Bullish Bitcoin futures curves are typically special contangos (Figure 8) where front month has the highest APR, and APR falls every maturity thereafter, but APR is positive along the whole curve.

This is the most bullish curve in the short term because market makers use front month as a substitute for perps and spot during periods of high demand. This week’s curve looks very similar to the optimally bullish curve if we remove front month which expires in a week.

[Figure 7: Example Bullish Futures Curve; Maturity Date, APR %]

Macro

The macroeconomic landscape is still reeling from the collapse of the Yen-Dollar and Yen-Nikkei carry trades last Monday. Since January 2021, the Japanese Yen has been in a downtrend against the US dollar, fueled by an interest rate carry trade between the two currencies and a secondary carry trade involving the weakening Yen and the Japanese stock market.

For context, an interest rate carry trade involves borrowing in a currency with a low interest rate and investing in a currency with a higher interest rate to profit from the interest rate differential. Traders engaging in carry trades also benefit from unrealized gains as the value of the borrowed currency declines while the value of the purchased currency appreciates. These unrealized gains are the primary source of profit in the second stock-currency carry trade.
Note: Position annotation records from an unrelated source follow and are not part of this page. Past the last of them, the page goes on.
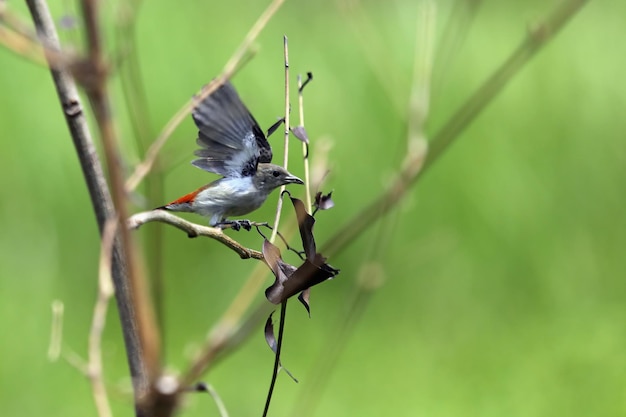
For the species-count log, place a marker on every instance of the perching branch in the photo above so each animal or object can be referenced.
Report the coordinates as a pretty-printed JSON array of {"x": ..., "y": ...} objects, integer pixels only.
[{"x": 193, "y": 230}]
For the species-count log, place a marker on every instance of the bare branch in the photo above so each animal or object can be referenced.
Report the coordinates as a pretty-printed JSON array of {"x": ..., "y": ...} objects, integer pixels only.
[
  {"x": 105, "y": 292},
  {"x": 193, "y": 230},
  {"x": 98, "y": 189},
  {"x": 305, "y": 146},
  {"x": 279, "y": 204}
]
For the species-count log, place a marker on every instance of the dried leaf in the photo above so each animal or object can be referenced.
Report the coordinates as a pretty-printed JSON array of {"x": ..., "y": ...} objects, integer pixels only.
[
  {"x": 271, "y": 342},
  {"x": 300, "y": 133},
  {"x": 269, "y": 333},
  {"x": 305, "y": 224},
  {"x": 281, "y": 270},
  {"x": 289, "y": 279}
]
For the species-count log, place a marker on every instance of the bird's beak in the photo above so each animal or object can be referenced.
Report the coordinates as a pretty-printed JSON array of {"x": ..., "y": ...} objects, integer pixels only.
[{"x": 292, "y": 179}]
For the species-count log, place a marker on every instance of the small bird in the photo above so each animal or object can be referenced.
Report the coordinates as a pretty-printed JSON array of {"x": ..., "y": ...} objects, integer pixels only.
[{"x": 234, "y": 146}]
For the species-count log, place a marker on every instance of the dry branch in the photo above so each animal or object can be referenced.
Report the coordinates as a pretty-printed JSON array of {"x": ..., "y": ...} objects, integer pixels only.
[{"x": 193, "y": 230}]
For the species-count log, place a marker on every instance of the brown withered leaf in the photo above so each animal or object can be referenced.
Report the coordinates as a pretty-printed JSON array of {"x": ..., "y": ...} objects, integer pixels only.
[
  {"x": 289, "y": 279},
  {"x": 304, "y": 299},
  {"x": 300, "y": 133},
  {"x": 305, "y": 225},
  {"x": 271, "y": 342},
  {"x": 282, "y": 271}
]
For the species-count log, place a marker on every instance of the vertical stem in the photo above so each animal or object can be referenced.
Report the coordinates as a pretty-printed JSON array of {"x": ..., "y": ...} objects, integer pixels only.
[
  {"x": 96, "y": 184},
  {"x": 305, "y": 148},
  {"x": 279, "y": 344}
]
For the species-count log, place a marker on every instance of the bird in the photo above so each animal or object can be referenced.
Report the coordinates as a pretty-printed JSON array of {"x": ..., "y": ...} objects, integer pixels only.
[{"x": 231, "y": 145}]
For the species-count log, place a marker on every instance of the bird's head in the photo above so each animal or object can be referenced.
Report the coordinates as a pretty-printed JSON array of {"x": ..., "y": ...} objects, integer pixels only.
[{"x": 270, "y": 176}]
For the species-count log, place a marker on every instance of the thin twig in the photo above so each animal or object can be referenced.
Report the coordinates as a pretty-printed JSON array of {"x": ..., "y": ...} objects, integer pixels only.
[
  {"x": 229, "y": 333},
  {"x": 305, "y": 146},
  {"x": 279, "y": 344},
  {"x": 279, "y": 204},
  {"x": 96, "y": 184},
  {"x": 133, "y": 89},
  {"x": 484, "y": 95},
  {"x": 230, "y": 68},
  {"x": 56, "y": 331},
  {"x": 193, "y": 230},
  {"x": 105, "y": 292}
]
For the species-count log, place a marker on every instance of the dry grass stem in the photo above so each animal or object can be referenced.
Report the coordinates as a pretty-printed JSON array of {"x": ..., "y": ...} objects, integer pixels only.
[
  {"x": 538, "y": 37},
  {"x": 279, "y": 204},
  {"x": 56, "y": 331},
  {"x": 105, "y": 292},
  {"x": 305, "y": 149},
  {"x": 193, "y": 230}
]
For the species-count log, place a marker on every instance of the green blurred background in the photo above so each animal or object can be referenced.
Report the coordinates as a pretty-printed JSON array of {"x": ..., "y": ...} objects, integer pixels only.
[{"x": 505, "y": 268}]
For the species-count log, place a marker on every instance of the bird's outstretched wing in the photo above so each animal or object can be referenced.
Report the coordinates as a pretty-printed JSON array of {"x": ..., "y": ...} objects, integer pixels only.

When Japanese banks lent Yen to currency carry traders, they increased the Yen supply, which these traders then sold in international markets. This surplus Yen ended up inflating the value of the Nikkei and other Japanese financial assets, as well as contributing to inflation in the real economy. With an abundance of Yen, the nominal value of the Japanese stock market had to rise just to maintain the real value of Japanese stocks. Consequently, over the past three years, the Nikkei has experienced its largest rally since the 1980s.

These carry trades were a result of the Bank of Japan's (BOJ) extremely dovish interest rate policy, which has kept rates at zero for decades. This policy, coupled with the US Federal Reserve's dramatic rate increases from 0% to 5.25% since late 2021, created an interest rate differential that encouraged extensive borrowing of Yen for investment in US Treasury bonds and other securities.

However, the carry trade began to unravel when the BOJ announced on July 31st that it would start raising interest rates to strengthen the Yen and address real goods inflation in Japan. Recognizing a trend shift, traders rushed to sell their securities and lock in the unrealized gains from the carry trades. This surge in demand for Yen led to a liquidation in the Nikkei and cross-currency markets, resulting in the forced liquidation of many traders’ Nikkei stock portfolios and causing the index to decline by as much as 15% in a single day.

The Nikkei has since stabilized at its pre-crash level, and the Yen has temporarily halted its rise.

[Figure 8: USD/JPY 1 Year; Daily Candles]

[Figure 9: Nikkei 2 Years; Daily Candles]

S&P 500 implied volatility currently stands at 15.22, while US Treasury implied volatility is at 103.74.

[Figure 10: VIX 1 Year; Daily Candles]

[Figure 11: Move Index 1 Year; Daily Candles]

Equity and bond IV exploded higher during the Yen carry trade collapse. Equity and bond vol reached highs of 65.86 and 121.25, respectively.